Moreover, email systems typically are packaged with macro coding languages that permit the end-user to define rules that execute upon the receipt of an email to perform some processing against the received email. For example, rules can send a response to a sender of the received email indicating that the recipient of the email is unavailable, rules can forward the email to a second email address, and rules can automatically move the received email to end-user defined email folders.
Also, email systems present emails included within an end-user's email inbox in a variety of formats. Some formats can be configured based on the preferences of the end-user, and a number of the formats come predefined with the email system. For example, often emails presented within an end-user's email inbox are displayed in a summary format, where metadata information associated with each email is listed horizontally across a window for the end-user to easily view. Some of this metadata information can include an indication as to whether the email has any electronic attachments, an indication as to whether any priority is associated with the email, an indication as to a date the email was received, an indication of an email address that sent the email, and a textual description of a subject associated with the email.
However, even with the variety of applications and tools provided with conventional email systems, many end-users still find the ability to customize email communications according to their own individual preferences difficult. Also, many end-users find it difficult to globally customize email communications. For example, some end-users can receive large volumes of emails on any given day, and since it is difficult to customize the email communications the end-users become frustrated and often ignore email communications that are of importance to the end-users because of the end-users inability to rapidly and efficiently distinguish between the important emails and insignificant emails.
Furthermore, a single email can be communicated from and to a particular end-user on multiple occasions.

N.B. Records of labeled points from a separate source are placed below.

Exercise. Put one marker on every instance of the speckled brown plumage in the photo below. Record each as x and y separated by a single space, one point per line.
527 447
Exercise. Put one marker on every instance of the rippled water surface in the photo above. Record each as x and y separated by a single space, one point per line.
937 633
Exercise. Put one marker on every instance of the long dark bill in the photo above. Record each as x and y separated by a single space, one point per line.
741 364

For example, an end-user can originate an email and then later receive the same email back, such as when a recipient of the end-user's original email replies to the original email. As is readily apparent to one of ordinary skill in the art, the transfer of the original email from and to the end-user can potentially have an infinite number of iterations involving a plurality of recipients. In order for the end-user and each of the recipients of the email to efficiently process iterations of the transferred email, the end-user and the recipients need the capability to independently customize the way in which the end-user and each of the recipients prefer to identify and process the transferred email, or the ability to globally coordinate identification and processing of the transferred email.
One conventional technique permits customized categories to be assigned by conventional email systems for each recipient of the email. However, the customized categories are not consistently maintained with the email itself, and as a result when one recipient receives the same email transferred back from a sender, the recipient must manually identify the email and manually assign the same customized category to the email that the recipient original assigned to the email. This can be frustrating to the recipient, and defeats the purpose of being able to automatically assign a category to a single email with the assurance that the email system will maintain that association irrespective of the number of iterations that each recipient receives the email.

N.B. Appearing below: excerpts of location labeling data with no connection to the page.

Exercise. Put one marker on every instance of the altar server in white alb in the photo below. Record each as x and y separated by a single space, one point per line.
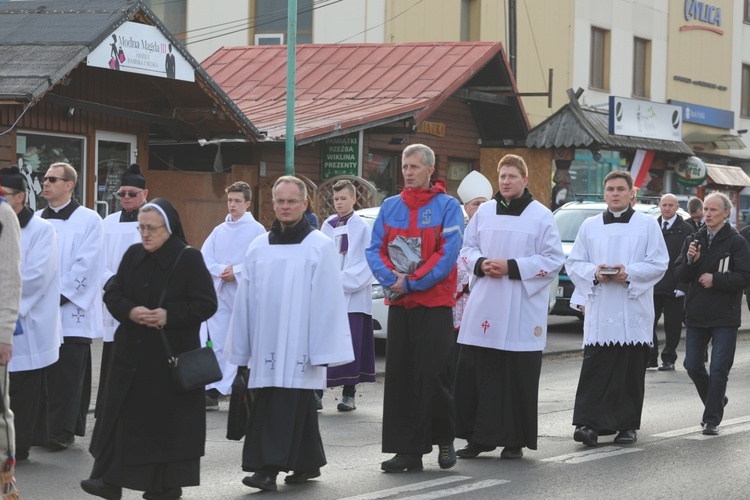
79 244
223 252
36 343
513 249
119 234
351 236
616 260
289 322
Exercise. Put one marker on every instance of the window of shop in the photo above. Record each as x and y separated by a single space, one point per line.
271 18
36 152
457 170
745 106
381 170
641 67
599 77
173 14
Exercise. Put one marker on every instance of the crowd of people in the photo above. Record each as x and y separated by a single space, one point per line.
467 320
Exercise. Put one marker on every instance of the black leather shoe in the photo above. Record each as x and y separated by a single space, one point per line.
58 443
586 435
446 456
512 452
472 450
402 462
260 481
172 494
99 488
300 477
711 430
626 437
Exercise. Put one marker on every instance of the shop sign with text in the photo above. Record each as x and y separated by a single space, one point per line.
139 48
340 156
650 120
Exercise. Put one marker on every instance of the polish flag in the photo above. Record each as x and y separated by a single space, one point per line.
641 163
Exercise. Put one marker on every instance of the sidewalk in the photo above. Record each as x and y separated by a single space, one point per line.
569 341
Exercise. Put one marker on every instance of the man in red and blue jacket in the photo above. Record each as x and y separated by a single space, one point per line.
417 406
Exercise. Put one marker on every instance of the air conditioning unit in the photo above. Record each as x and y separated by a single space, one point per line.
269 39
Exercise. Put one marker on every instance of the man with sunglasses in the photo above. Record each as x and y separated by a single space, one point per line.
119 233
37 338
79 239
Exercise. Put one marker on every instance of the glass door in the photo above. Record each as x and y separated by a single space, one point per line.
114 153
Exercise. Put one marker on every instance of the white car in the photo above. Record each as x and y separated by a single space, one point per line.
380 310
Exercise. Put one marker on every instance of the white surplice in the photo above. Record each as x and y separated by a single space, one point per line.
290 318
39 344
79 242
118 237
504 313
617 313
355 273
226 246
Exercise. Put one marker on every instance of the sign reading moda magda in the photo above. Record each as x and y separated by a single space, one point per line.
340 156
651 120
139 48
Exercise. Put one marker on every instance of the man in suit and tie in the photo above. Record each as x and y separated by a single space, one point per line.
669 295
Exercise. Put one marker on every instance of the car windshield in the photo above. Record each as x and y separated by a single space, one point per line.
569 220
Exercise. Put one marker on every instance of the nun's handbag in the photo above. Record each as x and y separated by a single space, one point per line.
191 369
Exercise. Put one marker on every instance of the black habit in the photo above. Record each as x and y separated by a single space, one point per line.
149 437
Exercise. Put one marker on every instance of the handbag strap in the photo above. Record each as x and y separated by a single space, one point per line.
171 359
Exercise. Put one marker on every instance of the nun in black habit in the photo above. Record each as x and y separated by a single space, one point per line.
149 437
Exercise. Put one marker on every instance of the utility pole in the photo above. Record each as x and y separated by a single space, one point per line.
291 79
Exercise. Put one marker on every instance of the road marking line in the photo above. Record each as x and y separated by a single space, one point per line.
408 487
696 428
724 432
589 455
459 490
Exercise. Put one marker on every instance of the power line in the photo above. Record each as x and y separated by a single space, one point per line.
250 22
384 22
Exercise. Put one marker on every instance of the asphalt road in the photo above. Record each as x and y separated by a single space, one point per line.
671 459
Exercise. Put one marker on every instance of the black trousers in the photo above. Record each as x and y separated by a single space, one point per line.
69 386
417 404
673 309
28 400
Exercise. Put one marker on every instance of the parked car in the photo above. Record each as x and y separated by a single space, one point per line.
380 310
569 218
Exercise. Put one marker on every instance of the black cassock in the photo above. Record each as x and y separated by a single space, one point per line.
496 394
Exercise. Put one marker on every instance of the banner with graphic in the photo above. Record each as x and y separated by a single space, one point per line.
139 48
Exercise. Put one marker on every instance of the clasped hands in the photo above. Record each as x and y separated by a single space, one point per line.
495 268
621 277
153 318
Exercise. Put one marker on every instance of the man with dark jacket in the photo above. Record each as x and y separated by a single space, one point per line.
669 294
717 264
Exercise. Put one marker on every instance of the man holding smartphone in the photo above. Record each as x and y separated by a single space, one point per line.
616 260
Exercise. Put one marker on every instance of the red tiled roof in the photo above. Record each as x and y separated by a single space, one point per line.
345 86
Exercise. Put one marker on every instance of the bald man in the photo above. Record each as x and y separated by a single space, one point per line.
669 295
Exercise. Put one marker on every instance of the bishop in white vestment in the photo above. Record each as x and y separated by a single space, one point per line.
504 326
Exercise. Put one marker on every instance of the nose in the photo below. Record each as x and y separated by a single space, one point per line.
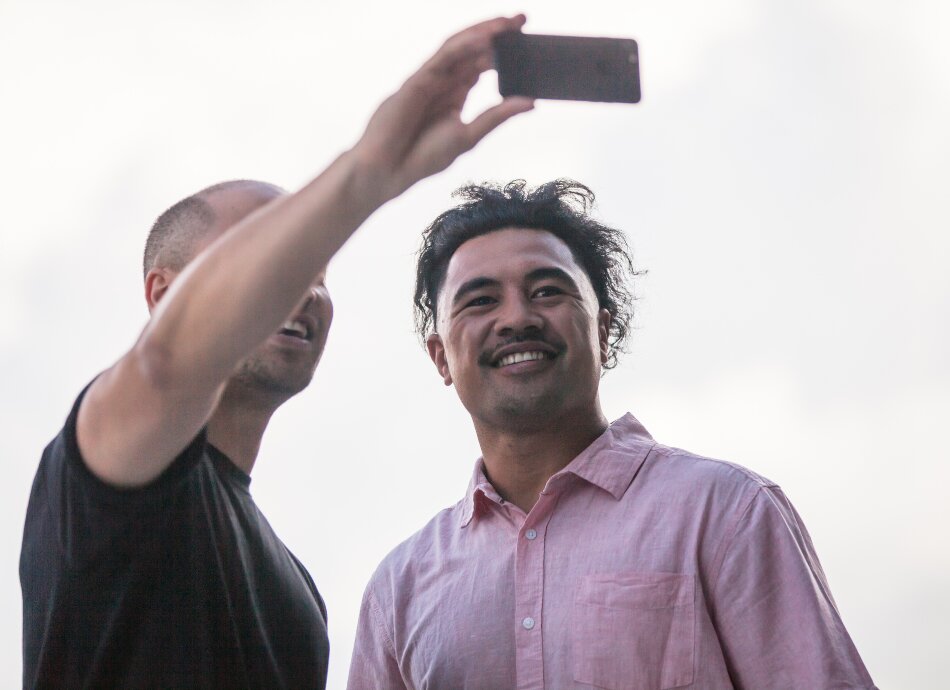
310 297
517 315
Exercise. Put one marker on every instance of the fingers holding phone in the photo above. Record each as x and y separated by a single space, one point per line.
418 131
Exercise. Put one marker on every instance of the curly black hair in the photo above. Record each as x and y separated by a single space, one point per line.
561 207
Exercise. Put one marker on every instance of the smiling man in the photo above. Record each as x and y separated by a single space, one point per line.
145 561
584 554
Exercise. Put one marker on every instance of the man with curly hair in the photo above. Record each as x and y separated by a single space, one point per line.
584 554
146 562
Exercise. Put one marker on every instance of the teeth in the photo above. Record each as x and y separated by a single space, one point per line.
295 327
520 357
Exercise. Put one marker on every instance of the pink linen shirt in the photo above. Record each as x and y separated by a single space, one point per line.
640 567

As is now apparent to one of ordinary skill in the art, conventional email systems do not permit a customized assignment of categories to an email, such that the categories can be tailored to each recipient of the email. Furthermore, conventional email systems do not maintain consistent categories with transferred iterations of a single email.
Therefore, there exists a need for improved techniques that customize category assignments for each recipient of an email. Moreover, there exists a need for techniques that maintain the customized category assignment for all transferred iterations of the email.